Aquilegia vulgaris 'Alba' 21 May 2025 |
Asymmetry & Slight Anachronisms
I have a friend who often tells me, “Alex you keep reiterating yourself.” He is right and particularly when I write my blogs. Because I have 6475 of them I forget that I may have forgotten of previous blogs as I did today when I was walking on the back lane with my male cat Niño.
On the lane there was a large clump of Aquilegia vulgaris ‘Alba’. These plants are commonly called Columbines. I was startled by its obvious symmetry. I decided to cut one of the stems and scan it and write a blog as I am right now.
About all I can bring that is different is that with all my years of scanning (began I 2001) I may have gotten a bit more sophisticated.

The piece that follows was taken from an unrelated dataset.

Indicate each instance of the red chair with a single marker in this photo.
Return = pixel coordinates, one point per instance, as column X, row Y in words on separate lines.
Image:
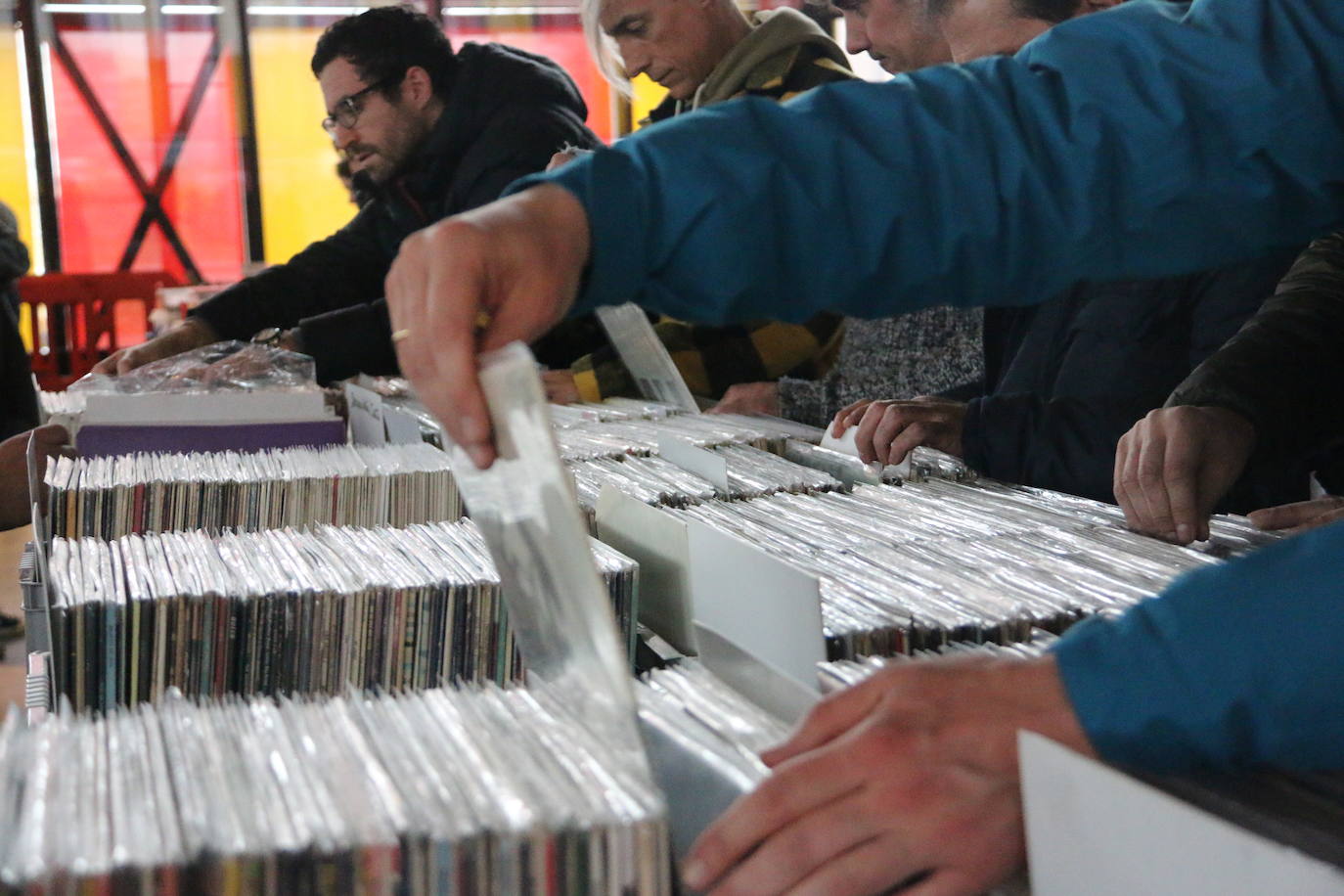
column 79, row 319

But there is one topic here that I can raise that I have not raised before. In that past century we used to understand what Rembrandt lighting was. Rembrandt and many of his contemporaries would pose their subjects by a window. The window side would make half the face light and the other dark or darker if no reflectors were used.
In my years as a magazine and portrait photographer I have always used that method.
I have a friend, en excellent photographer, who recently told me (almost apologetically) that he was shooting head-shots. I immediately told him that since he was getting paid, to actually work as a photographer in this 21st century is not bad. He added, sadly, that his subjects wanted both the sides of their face evenly lit (like a phone selfie?). I had no more words.